シアン化物は他の動物にも毒性を示しますが猫は特に注意が必要です。
食べてしまうと種が腸に詰まり、閉塞を起こすこともあります。
中毒症状としては痒み、不安行動、めまい、酸素不足により危険な状態に落ちることがあります。
3.『ツツジ属』
シャクナゲ、アザレア、ゲッケイジュ
植物の全てのパーツに注意が必要です。
ツツジ属にはグラヤノトキシンという成分が含まれており、食べてしまうと嘔吐、不整脈、運動失調、元気消失などを起こします。
4.『ナス科』
イヌホウズキ、チョウセンアサガオ、ニオイバンマツリなど
植物全てのパーツに注意すべきですが、特に未熟な果実に中毒成分が多く含まれます。
副交感神経に影響を与え、散瞳(黒目が大きくなる)、嘔吐、ふらつきなどの症状がでます。

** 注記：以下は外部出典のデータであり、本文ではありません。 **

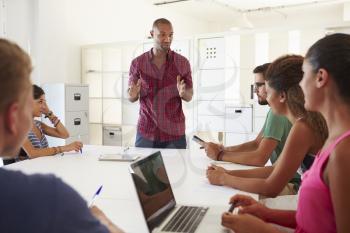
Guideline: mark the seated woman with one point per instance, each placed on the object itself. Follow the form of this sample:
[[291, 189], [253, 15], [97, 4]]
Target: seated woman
[[36, 144], [305, 138], [323, 204]]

ニオイバンマツリは神経毒性があり、黒目が揺れる(眼振)などの症状を起こし、死に至ることもあります。
5.『キンポウゲ科』
キンポウゲ、クレマチス、アネモネなど
虫に花粉を運んでもらって受粉するため、美しい花が多く、主に観賞用として栽培されています。

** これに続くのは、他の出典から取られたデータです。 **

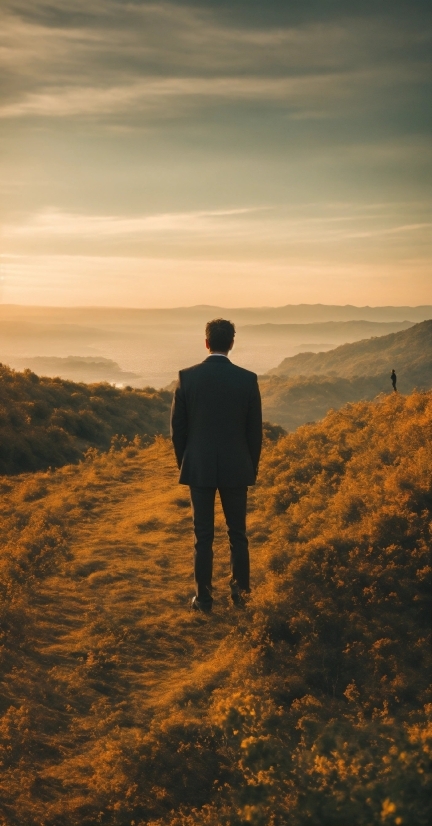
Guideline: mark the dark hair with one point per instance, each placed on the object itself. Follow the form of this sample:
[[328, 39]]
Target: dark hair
[[220, 334]]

毒性植物として有名なトリカブトもこの科に属しています。
葉と茎にアルカロイドを多く含み、食べてしまうと嘔吐、血便、腹痛などの症状が現れます。
6.『サトイモ科』
スパティフィル、アイビー、フィロデンドロン、ディフェンバキアなど
全てのパーツに気をつけなくてはいけませんが、特に茎と葉にシュウ酸エステル結晶という毒性成分が多く含まれています。

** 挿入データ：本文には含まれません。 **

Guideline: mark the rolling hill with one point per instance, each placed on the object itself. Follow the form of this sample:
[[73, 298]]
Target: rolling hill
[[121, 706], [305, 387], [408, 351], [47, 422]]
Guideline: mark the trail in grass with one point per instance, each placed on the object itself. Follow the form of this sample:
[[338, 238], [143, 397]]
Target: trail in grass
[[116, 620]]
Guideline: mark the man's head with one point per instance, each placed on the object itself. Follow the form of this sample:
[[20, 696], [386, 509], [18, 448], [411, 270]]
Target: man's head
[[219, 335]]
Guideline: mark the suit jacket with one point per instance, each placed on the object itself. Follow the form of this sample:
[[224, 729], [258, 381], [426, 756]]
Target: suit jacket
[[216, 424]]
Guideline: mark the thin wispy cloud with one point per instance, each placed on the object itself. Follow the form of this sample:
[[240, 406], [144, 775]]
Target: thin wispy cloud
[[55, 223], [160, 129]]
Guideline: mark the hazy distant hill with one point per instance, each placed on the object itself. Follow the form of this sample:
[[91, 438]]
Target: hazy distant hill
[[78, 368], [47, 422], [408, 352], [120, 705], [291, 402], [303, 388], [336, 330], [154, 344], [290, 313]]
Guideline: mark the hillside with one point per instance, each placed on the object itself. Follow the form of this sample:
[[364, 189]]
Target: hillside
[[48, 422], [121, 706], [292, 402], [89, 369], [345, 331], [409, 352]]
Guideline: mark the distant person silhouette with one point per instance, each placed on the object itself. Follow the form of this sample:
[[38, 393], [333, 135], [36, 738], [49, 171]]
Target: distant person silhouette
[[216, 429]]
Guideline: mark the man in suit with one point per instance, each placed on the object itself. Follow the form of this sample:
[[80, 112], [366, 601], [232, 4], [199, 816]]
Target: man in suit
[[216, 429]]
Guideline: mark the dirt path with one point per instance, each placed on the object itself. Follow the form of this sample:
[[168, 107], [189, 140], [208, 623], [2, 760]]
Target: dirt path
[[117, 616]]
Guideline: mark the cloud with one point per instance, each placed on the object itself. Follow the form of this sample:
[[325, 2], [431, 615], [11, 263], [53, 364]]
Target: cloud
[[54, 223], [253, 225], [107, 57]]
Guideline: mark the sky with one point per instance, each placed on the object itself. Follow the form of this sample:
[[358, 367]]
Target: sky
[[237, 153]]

食べてしまうと口の中を刺激し、口内の痒み、過剰なよだれ、気道閉塞、また痙攣などの神経症状などがでることがあります。
7.『ユリ科』
ユリ、チューリップ、スズランなど
全てのパーツに毒性があります。
花粉を吸引しただけでも症状がでることもあり、猫にとってもっとも気をつけなくてはいけない植物の1つです。
症状は嘔吐や、元気消失、腎不全など。
治療法がないので、一口でも食べてしまうと命に関わる危険性があります。
8.『トウゴマ』
ひまし油の原料として知られていて、鮮やかな赤い実がなるため観賞用としても栽培されています。
全てのパーツに毒性がありますが、特に種には注意。
リシンという成分により、消化器症状、心不全、けいれん、腎不全などが起こすことがあります。
9.『ソテツ』
全てのパーツに毒性があり、特に種に注意が必要です。
サイカシンという成分により、重度の嘔吐、下痢、運動失調、肝臓壊死などが起こる可能性があります。
10.『イヌサフラン』
全てのパーツに毒性がありますが、特に花、球茎(茎の根本)、種に注意しましょう。
コルヒチンという成分により、腹部痛、麻痺、痙攣などを起こします。
まとめ
植物の呼び名は地域によっても異なることがあるので、勘違いしやすくその点も注意が必要です。
過剰に摂取すると人間や犬にとっても危険な植物ですが、猫は身体が小さく体重も少ないため、植物毒性を受けやすいのです。
少量口にしただけでも中毒になる危険性があるため、部屋に飾る観葉植物を選ぶときは猫にとって危険がないものかどうかをしっかり確認する習慣をつけましょう。